The logic structure X contains a 6-bit register and some additional logic. X has two control signals as its inputs. What are these signals used for?





**Part b** (12 points) Grey box A contains several additional muxes on both input lines to the ALU. Complete the logic diagram of grey box A (shown below) by showing all muxes and interconnects. You will need to add new signals to the control store; be sure to clearly label them in the logic diagram.

Hint 1: Keep in mind that we will still need to support all the existing scalar operations.

Hint 2: An XOR can be used to compare two values.

Hint 3: Our solution required 3 additional control signals and 7 2-to-1 muxes.



**Part c** (9 points) We show the beginning of the state diagram necessary to implement VLD. Using the notation of the LC-3b State Diagram, add the "bubbles" you need to implement VLD. Inside each "bubble" describe what happens in that state. You can assume that you are allowed to make any changes to the microsequencer that you find necessary. You do not have to make/show these changes. Make sure your design works when Vlength = 0. Full credit will be awarded to solutions that require not more than 6 states.





**Problem 5.** (20 points) We show below a synchronous split transaction bus system employing centralized arbitration.
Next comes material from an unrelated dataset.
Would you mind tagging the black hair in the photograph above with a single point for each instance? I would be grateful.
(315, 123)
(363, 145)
There are two processors (P0 and P1) and two storage devices (S0 and S1). For the sake of simplicity, we assume that processors will only *Read* data from the storage devices.



We describe below the arbitration and data transfer mechanisms:

#### **Arbitration**

There are two arbitration units, Processor Arbitration Unit(PrAU) and Storage Device Arbitration Unit(SAU). PrAU arbitrates the addr p bus across P0 and P1. SAU arbitrates the data s bus across S0 and S1. This allows one processor to request a transfer while the other processor is receiving data. P0 has higher priority than P1 and S0 has higher priority than S1. Once the SAU has granted the data s bus to a storage device, it does not rearbitrate until the device deasserts its bus request. This allows the storage device to carry out the entire transfer in consecutive cycles.

#### **Data Transfer**

Following is how a transfer between Processor i (Pi) and Storage Device j (Sj) proceeds:

- 1. When Pi needs data from Sj, it asserts the Bus Request signal (PBRi). Upon receiving the Bus Grant signal (PBGi) from the PrAU, the controller asserts the starting address on addr p, the 'Vaddr' (valid address signal, not shown in the figure), number of elements to be transfered on 'length p' (Count), and its Id (i in this case) on 'id\_p'. Pi now waits for data from Sj.
- 2. When Sj sees an address that is in its address range with 'Vaddr' asserted, it latches the address, length, and Id and starts processing the request.
- 3. When Sj is ready to return the data, it asserts SBRj. Upon receiving the Grant signal (SBGj), it starts the process of transferring the data.
- 4. Sj asserts data on data s, the Id of the processor that requested the data on id s and the 'Vid' (valid id signal, where  $Vid = SBG0 \ OR \ SBG1$ , not shown in the figure). It also decrements its Count of the remaining elements.
- 5. When Pi sees its Id on id s with 'Vid' signal asserted, it latches the data element and decrements its Count.
- 6. Pi and Sj cycle through steps 4 and 5 until Count reaches 0.

The device and controller synchronize using the Dev and Ready signals. When a transfer needs to be carried out the Dev signal is asserted. The availability of valid data is indicated by asserting the 'Ready' signal.

NOTE: For the sake of simplicity, assume each processor can have only one pending transfer. Each storage device can buffer up to two requests since each processor could have one pending transfer from a given storage.

**Part a** (10 points) Construct the state machine for the processor controller Pi. Show relevant inputs and outputs on all arcs. (Remember that the controller keeps track of the number of remaining data transfers in a 'Count' register.)

Part **b** (10 points) Construct the state machine for the storage device controller Si. Show relevant inputs and outputs on all arcs. (Remember that the controller keeps track of the number of remaining data transfers in a 'Count' register.)